RFC 1123 breach causes massive slowdown in new deployments and stops deletions
dyasny opened this issue · 0 comments
dyasny commented
I have appset 0.3.0 which I use with helm and the git generator.
here's the appset:
apiVersion: v1
items:
- apiVersion: argoproj.io/v1alpha1
kind: ApplicationSet
metadata:
annotations:
argocd.argoproj.io/application-set-refresh: "true"
name: overlord
namespace: argocd
spec:
generators:
- git:
files:
- path: appset/cluster-config/**/config.yaml
repoURL: https://github.com/myorg/myrepo.git
revision: HEAD
template:
metadata:
annotations:
notifications.argoproj.io/subscribe.on-created.slack: dev-platform-alerts
notifications.argoproj.io/subscribe.on-deleted.slack: dev-platform-alerts
notifications.argoproj.io/subscribe.on-deployed.slack: dev-platform-alerts
notifications.argoproj.io/subscribe.on-health-degraded.slack: dev-platform-alerts
notifications.argoproj.io/subscribe.on-sync-failed.slack: dev-platform-alerts
notifications.argoproj.io/subscribe.on-sync-status-unknown.slack: dev-platform-alerts
name: '{{project_name}}-{{org_id}}'
spec:
destination:
namespace: '{{org_id}}'
server: https://kubernetes.default.svc
project: default
source:
chart: mychart
helm:
parameters:
- name: org_id
value: '{{org_id}}'
- name: project_name
value: '{{project_name}}'
releaseName: mychart
path: ""
repoURL: https://raw.githubusercontent.com/myorg/myrepo/main/helm-repo/
targetRevision: 0.1.0
syncPolicy:
automated:
allowEmpty: false
prune: true
selfHeal: true
retry:
backoff:
duration: 10s
factor: 2
maxDuration: 15m
limit: 5
syncOptions:
- Validate=true
- CreateNamespace=true
- PrunePropagationPolicy=foreground
- PruneLast=true
This triggers a helm deploy using org_id
and project_name
in various locations across the helm templates, including deployment names and ingress fqdns.

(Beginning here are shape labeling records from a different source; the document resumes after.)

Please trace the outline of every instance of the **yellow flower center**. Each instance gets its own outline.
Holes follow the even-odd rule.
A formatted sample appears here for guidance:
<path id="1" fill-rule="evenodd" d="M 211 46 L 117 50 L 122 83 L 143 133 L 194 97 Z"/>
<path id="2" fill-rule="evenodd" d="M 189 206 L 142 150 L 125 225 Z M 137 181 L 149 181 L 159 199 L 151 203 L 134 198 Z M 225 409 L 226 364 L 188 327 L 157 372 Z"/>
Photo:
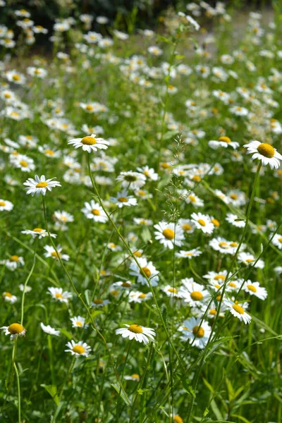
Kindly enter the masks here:
<path id="1" fill-rule="evenodd" d="M 247 289 L 249 289 L 250 290 L 251 290 L 253 293 L 256 293 L 257 290 L 256 287 L 254 286 L 253 285 L 247 285 Z"/>
<path id="2" fill-rule="evenodd" d="M 216 275 L 216 276 L 214 276 L 214 279 L 215 281 L 219 281 L 219 279 L 222 279 L 222 281 L 224 281 L 225 276 L 224 275 Z"/>
<path id="3" fill-rule="evenodd" d="M 103 304 L 103 300 L 101 298 L 97 298 L 93 301 L 94 304 Z"/>
<path id="4" fill-rule="evenodd" d="M 56 251 L 52 251 L 52 252 L 51 253 L 51 255 L 53 257 L 55 257 L 55 259 L 59 259 L 59 257 L 61 257 L 61 255 L 59 252 L 58 252 L 58 254 L 57 254 Z"/>
<path id="5" fill-rule="evenodd" d="M 224 241 L 223 241 L 222 243 L 219 243 L 219 247 L 221 247 L 221 248 L 228 248 L 228 243 L 225 243 Z"/>
<path id="6" fill-rule="evenodd" d="M 210 314 L 212 314 L 212 316 L 215 316 L 215 314 L 216 314 L 216 309 L 212 309 L 209 312 Z"/>
<path id="7" fill-rule="evenodd" d="M 194 301 L 200 301 L 204 297 L 202 293 L 199 291 L 193 291 L 190 293 L 190 296 Z"/>
<path id="8" fill-rule="evenodd" d="M 131 286 L 131 283 L 129 282 L 123 282 L 121 286 L 123 286 L 124 288 L 128 288 L 129 286 Z"/>
<path id="9" fill-rule="evenodd" d="M 226 142 L 227 144 L 231 142 L 231 140 L 229 138 L 229 137 L 219 137 L 219 141 L 221 141 L 221 142 Z"/>
<path id="10" fill-rule="evenodd" d="M 82 345 L 75 345 L 73 348 L 73 351 L 77 354 L 83 354 L 85 352 L 85 348 Z"/>
<path id="11" fill-rule="evenodd" d="M 194 195 L 188 195 L 188 198 L 190 200 L 191 202 L 196 202 L 196 198 Z"/>
<path id="12" fill-rule="evenodd" d="M 133 374 L 132 374 L 131 377 L 133 377 L 134 379 L 140 379 L 140 376 L 139 376 L 139 374 L 137 374 L 137 373 L 134 373 Z"/>
<path id="13" fill-rule="evenodd" d="M 94 145 L 96 142 L 96 138 L 94 138 L 93 137 L 84 137 L 84 138 L 81 140 L 81 143 L 85 145 Z"/>
<path id="14" fill-rule="evenodd" d="M 167 229 L 164 229 L 163 235 L 167 240 L 173 240 L 174 238 L 174 231 L 169 229 L 168 228 Z"/>
<path id="15" fill-rule="evenodd" d="M 275 149 L 272 145 L 265 142 L 259 145 L 257 147 L 257 151 L 260 154 L 262 154 L 262 156 L 268 157 L 269 159 L 271 159 L 271 157 L 273 157 L 275 154 Z"/>
<path id="16" fill-rule="evenodd" d="M 237 312 L 238 313 L 239 313 L 240 314 L 243 314 L 245 313 L 244 309 L 243 308 L 243 307 L 241 307 L 240 305 L 238 305 L 238 304 L 233 304 L 233 305 L 232 306 L 232 308 L 234 309 L 234 310 L 235 312 Z"/>
<path id="17" fill-rule="evenodd" d="M 24 329 L 25 328 L 23 327 L 23 326 L 22 324 L 20 324 L 19 323 L 12 323 L 12 324 L 11 324 L 8 328 L 8 330 L 10 332 L 10 333 L 16 335 L 16 333 L 20 333 L 21 332 L 23 332 Z"/>
<path id="18" fill-rule="evenodd" d="M 216 228 L 218 228 L 219 226 L 220 226 L 220 223 L 219 222 L 219 221 L 218 221 L 216 219 L 212 219 L 211 220 L 211 222 L 212 222 L 212 223 L 214 223 L 214 225 L 215 226 L 216 226 Z"/>
<path id="19" fill-rule="evenodd" d="M 27 167 L 27 166 L 28 166 L 28 163 L 27 163 L 27 161 L 25 161 L 25 160 L 20 160 L 20 164 L 23 167 Z"/>
<path id="20" fill-rule="evenodd" d="M 188 223 L 184 223 L 184 225 L 182 225 L 182 228 L 183 231 L 191 231 L 192 227 L 190 225 L 188 225 Z"/>
<path id="21" fill-rule="evenodd" d="M 146 275 L 146 276 L 147 276 L 147 278 L 149 278 L 149 277 L 150 277 L 150 276 L 151 276 L 151 274 L 151 274 L 151 271 L 150 271 L 150 269 L 148 269 L 147 267 L 146 267 L 146 266 L 145 266 L 145 267 L 142 267 L 142 271 L 143 271 L 143 272 L 145 274 L 145 275 Z M 142 272 L 141 272 L 141 271 L 140 271 L 140 273 L 142 274 Z"/>
<path id="22" fill-rule="evenodd" d="M 36 188 L 45 188 L 48 185 L 47 182 L 39 182 L 36 185 Z"/>
<path id="23" fill-rule="evenodd" d="M 231 282 L 230 283 L 228 283 L 229 286 L 231 286 L 231 288 L 236 288 L 237 285 L 235 283 L 234 283 L 234 282 Z"/>
<path id="24" fill-rule="evenodd" d="M 4 297 L 8 297 L 8 298 L 11 298 L 13 297 L 13 295 L 11 293 L 4 293 L 3 295 Z"/>
<path id="25" fill-rule="evenodd" d="M 231 243 L 230 246 L 231 247 L 238 247 L 238 243 Z"/>
<path id="26" fill-rule="evenodd" d="M 11 257 L 9 258 L 9 262 L 18 262 L 19 260 L 19 257 L 14 255 L 14 256 L 11 256 Z"/>
<path id="27" fill-rule="evenodd" d="M 169 293 L 173 293 L 173 294 L 177 293 L 177 289 L 176 289 L 175 288 L 168 288 L 168 291 Z"/>
<path id="28" fill-rule="evenodd" d="M 204 331 L 202 327 L 194 326 L 192 332 L 197 338 L 202 338 L 204 335 Z"/>
<path id="29" fill-rule="evenodd" d="M 128 329 L 128 331 L 130 331 L 130 332 L 133 332 L 134 333 L 142 333 L 143 331 L 142 327 L 137 324 L 130 324 Z"/>
<path id="30" fill-rule="evenodd" d="M 45 150 L 45 154 L 48 154 L 49 156 L 54 156 L 55 153 L 52 150 L 47 149 Z"/>
<path id="31" fill-rule="evenodd" d="M 197 221 L 198 223 L 201 225 L 201 226 L 205 226 L 206 222 L 202 219 L 199 219 Z"/>

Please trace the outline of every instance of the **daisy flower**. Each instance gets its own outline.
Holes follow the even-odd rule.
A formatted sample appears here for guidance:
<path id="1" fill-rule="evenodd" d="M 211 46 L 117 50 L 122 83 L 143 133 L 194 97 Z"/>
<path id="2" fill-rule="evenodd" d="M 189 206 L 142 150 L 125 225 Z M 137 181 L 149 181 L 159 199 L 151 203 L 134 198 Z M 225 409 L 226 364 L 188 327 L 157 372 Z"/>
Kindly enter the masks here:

One of my users posted values that do not adhere to the RFC - thay had caps and underscores. The logs of the applicationset controller showed the following:
"log": "time=\"2022-04-08T17:02:01Z\" level=error msg=\"failed to unchanged Application\" action=unchanged app=RecipesApp-o-flores appSet=overlord error=\"Application.argoproj.io \\\"RecipesApp-o-flores\\\" is invalid: metadata.name: Invalid value: \\\"RecipesApp-o-flores\\\": a lowercase RFC 1123 subdomain must consist of lower case alphanumeric characters, '-' or '.', and must start and end with an alphanumeric character (e.g. 'example.com', regex used for validation is '[a-z0-9]([-a-z0-9]*[a-z0-9])?(\\\\.[a-z0-9]([-a-z0-9]*[a-z0-9])?)*')\"\n",
And the app was not deployed (which is totally fine). However, for as long as the git repo monitored for these config files contained configs with non-compliant values, I had two ongoing issues:
- My apps started taking much longer to deploy (2 minutes vs 20 sec)
- Deleted config files stopped causing application deletion.
Expected behaviour:
- if a faulty config exists: report in logs, would be nice to also report on it via argo-notifications, to raise awareness early.
- do not slow down deployments
- do not block app deletions